Flex appeal

Jun 5, 2018 | Branding and Marketing, Design

Diversification is vital to ensure that brands continue to connect with today’s customer. We look at how brands are branching out to survive.

Brands certainly don’t have it easy these days. It isn’t enough to just be a name on some packaging. They have to be relevant, have an element of brand flexibility and to speak to a wide variety of customers but without losing their core identity or in any way being perceived to be inauthentic.

Branding used to be pretty simple exercise – find something that works and stick with it – now it is all about flexibility both in terms of presentation but also with regards to what is on offer to the consumer.

The most brilliant example of this is Google and its Doodle. The first Google doodle appeared in 1998. By today’s standards it was basic – just the instantly recognisable logo with a stick figure behind the second “o”. It was posted in honour of Burning Man Festival and a way of letting everyone know that Google’s founders, Larry Page and Sergey Brin would be escaping to the Nevada desert, so wouldn’t be on hand should the servers crash.

Since then the Google logo has been immersed in Hokusai’s Great Wave, turned into the cast of the Muppets and, most famously, rendered as a Pac-Man game that people could actually play.

In amongst all this creativity, you never lose sight of it being Google’s logo. It is a masterstroke of both rule breaking and an example of how the parameters of a brand’s identity can be stretched.

 

It isn’t just visually that Google stretches its identity – although known predominantly as a search engine, it has become so much more than that, branching out into being a mail provider through Gmail, an online advertising and publishing service through AdWords and AdSense as well as providing news, translation services and a way of getting from A to B wherever you are in the world. With the recent addition of Google Home it has taken control of your living environment and music consumption and in the not-too-distant future, if Waymo, its autonomous car brand, succeeds it will be Google driving you where you need to go.

It is a diversification strategy that has ensured that Google has continued to explore new markets allowing it to retain customers as well as gaining new ones.

Diversification isn’t something exclusive to technological companies – it is becoming a vital way for brands to survive.

“Understanding social trends then keeping up with them is one of the critical strategic issues for luxury players,” explains Paurav Shukla, professor of marketing at Essex Business School in an article on Luxury Society. “Many luxury brands have decided to move beyond their niche and diversify very quickly into other market spaces, which the consumer may not necessarily associate with their image of a particular brand.”

The most obvious example of this is Virgin.

This multi-faceted billion pound business started out life as a record shop. Now you can exercise, bank, travel and watch television all under its banner. Virgin’s diversification was unusual at the time because the brand expanded into areas in which it had no prior experience – the only thing that connected these new ventures was Virgin’s reputation. Having made a name for itself as a business for whom superlative customer experience was key, it moved into areas – banking and air and train travel – where the customers were not being well served.

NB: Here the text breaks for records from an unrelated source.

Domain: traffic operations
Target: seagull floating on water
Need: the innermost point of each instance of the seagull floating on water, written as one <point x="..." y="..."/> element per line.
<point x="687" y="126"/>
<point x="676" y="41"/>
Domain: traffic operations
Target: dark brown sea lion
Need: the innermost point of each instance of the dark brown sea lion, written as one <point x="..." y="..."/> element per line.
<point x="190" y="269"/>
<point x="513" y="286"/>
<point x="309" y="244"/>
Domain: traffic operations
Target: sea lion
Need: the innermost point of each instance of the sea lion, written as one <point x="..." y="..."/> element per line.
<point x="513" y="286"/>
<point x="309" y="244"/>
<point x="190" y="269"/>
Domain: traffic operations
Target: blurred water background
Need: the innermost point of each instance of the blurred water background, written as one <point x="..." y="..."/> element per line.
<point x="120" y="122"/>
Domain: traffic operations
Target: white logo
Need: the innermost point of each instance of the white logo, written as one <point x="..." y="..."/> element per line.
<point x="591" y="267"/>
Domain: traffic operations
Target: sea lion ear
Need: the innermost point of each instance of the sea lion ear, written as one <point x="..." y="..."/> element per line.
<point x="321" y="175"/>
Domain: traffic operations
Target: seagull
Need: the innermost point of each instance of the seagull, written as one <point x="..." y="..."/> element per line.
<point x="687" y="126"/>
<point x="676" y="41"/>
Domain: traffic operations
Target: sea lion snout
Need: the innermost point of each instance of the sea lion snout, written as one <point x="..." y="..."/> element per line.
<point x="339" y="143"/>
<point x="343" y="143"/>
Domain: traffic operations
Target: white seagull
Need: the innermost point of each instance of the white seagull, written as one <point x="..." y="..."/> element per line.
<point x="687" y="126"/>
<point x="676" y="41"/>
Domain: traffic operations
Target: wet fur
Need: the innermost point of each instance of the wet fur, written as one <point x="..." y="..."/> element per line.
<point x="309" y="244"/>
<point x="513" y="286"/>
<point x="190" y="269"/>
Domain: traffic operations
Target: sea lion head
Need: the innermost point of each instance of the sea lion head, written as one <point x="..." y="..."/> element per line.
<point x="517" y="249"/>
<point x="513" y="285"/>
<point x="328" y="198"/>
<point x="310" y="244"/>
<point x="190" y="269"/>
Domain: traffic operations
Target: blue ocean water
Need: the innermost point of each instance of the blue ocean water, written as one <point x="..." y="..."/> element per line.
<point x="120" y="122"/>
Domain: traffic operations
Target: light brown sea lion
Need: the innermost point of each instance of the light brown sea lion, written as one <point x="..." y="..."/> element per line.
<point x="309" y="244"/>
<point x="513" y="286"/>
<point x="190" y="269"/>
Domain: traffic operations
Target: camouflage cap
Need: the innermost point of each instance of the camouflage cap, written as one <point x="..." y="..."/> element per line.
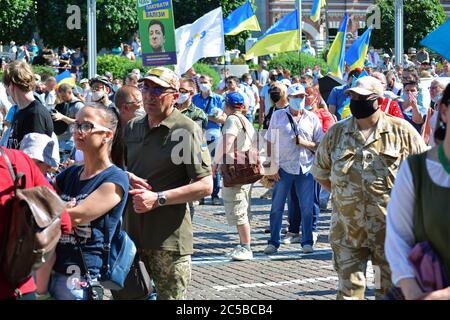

Virgin offered a way of doing things differently, better.

However, despite Virgin’s many successes, it does serve as a cautionary tale. Because it built its business on superlative service once that started to falter customers lost faith more quickly than if it had been built on something more concrete.

Virgin had become what Antonio Marazza, general manager at Lander Associates, a brand consulting firm, identified as an icon brand.

Writing in Forbes, Marazza described an “icon brand” as one that has “powerful universal values or stories that are instantly recognisable”. The trouble with this is once that story is deviated from or the core values are no longer being upheld, the brand will suffer. Marazza used the example of clothing retailer GAP, which has struggled since deviating from its “American classic” narrative.

Which is why Virgin Galactic has become so important for Richard Branson. Space travel carries the notion of pushing the boundaries of possibility and it is this core value around which Virgin is regrouping.

Not all brand diversifications are tales of success and failure. Bulgari has very successfully moved into the hotel industry as has Armani, while Hèrmes has gone from a saddle maker to a renowned watch brand, luxury handbag maker and purveyor of silk scarves.

Any brand consultant worth his rather woolly job title will tell you brand flexibility is the future but what individual names need to work out is how to diversify in a way that is, above all things, authentic and that makes sense to the customer, after all, as Shukla said: “The ‘experience’ a brand provides and the emotional connection it creates will often determine if it survives.”